Last modified: 2010-09-23 15:50:50 UTC
Created attachment 6553 [details] side by side showing mobile site delay Mobile pages are occasionally not in sync with the regular pages. In one instance that I know of (see attachment) a change was made 11 hours ago but still not updated on the mobile site. Noticed after email sent to OTRS.
The problem is that Wikimedia Mobile uses a naive caching system with a fixed expiry time and no method, manual or automatic, to purge cache entries following an article update. There were further reports on IRC today when an image was deleted from the main page, causing long-term breakage of the mobile main page. mobile1 is currently not reaching 100% CPU even when the cache is empty. So I reduced the cache size by a factor of 5 to reduce the effective expiry time. This will reduce the impact of this bug. I suggest either removing the cache altogether or implementing a proper invalidation scheme. We can easily scale up the CPU usage by adding more servers.
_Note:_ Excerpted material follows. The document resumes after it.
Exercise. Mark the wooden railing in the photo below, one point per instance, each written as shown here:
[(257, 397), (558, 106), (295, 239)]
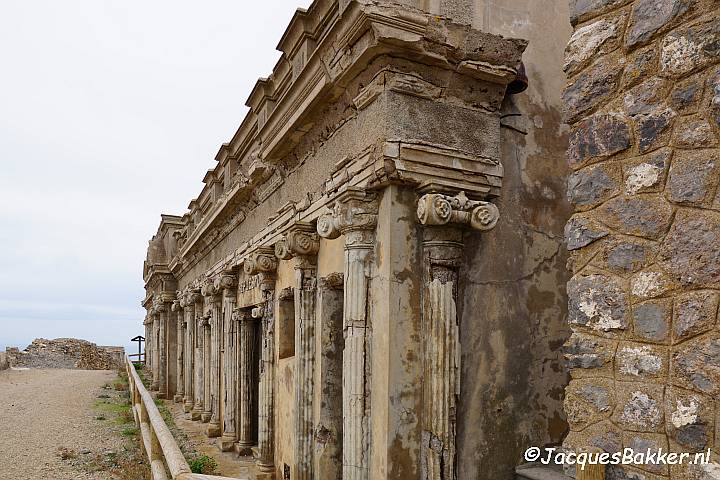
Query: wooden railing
[(160, 446)]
The aggressive caching came from using our initial server, which was extremely slow and not at all prepared to handle traffic. Moving the system over to the mobile1 box has given us much more power and a lot more space. Mobile does use a very standard caching system. Since it is not integrated with the main Wikipedia, Brion and I felt that simple caching would avoid a lot of complex integration work. Personally, I don't believe this is as big of an issue as its being made out to be. Its been this way for months and besides people commenting that the homepage is different, there doesn't seem to be a giant problem here. The problem with *not* caching isn't CPU, its page loading time. The server must download the entire page, parse it, modify it, and then jam it into the layout, which takes about 0.3 seconds. As opposed to grabbing it from cache and throwing it in the layout which takes about 9ms. Certainly though, we can tweak the cache settings. A smaller cache is A-OK with me. Its doing about 50% cache hit rate right now, which is totally fine. I'd even be fine with doing only an hour of cache. I just don't think either "removing the cache altogether or implementing a proper invalidation scheme" are really good options. First one means a slower site, second one means a ton of breakable, complex integrations.
it isn't that complex to implement invalidation, mediawiki app writes invalidation streams, listening to them isn't that difficult, all you have to do is map the stream events to memcached objects and delete them...
I've moved us to a 1 hour expiration time and we can keep the 5GB cache. Caching is much, much less aggressive now. Is this satisfactory to everyone for the time being?
I'm closing this bug. 2 hours seems to be pretty satisfactory.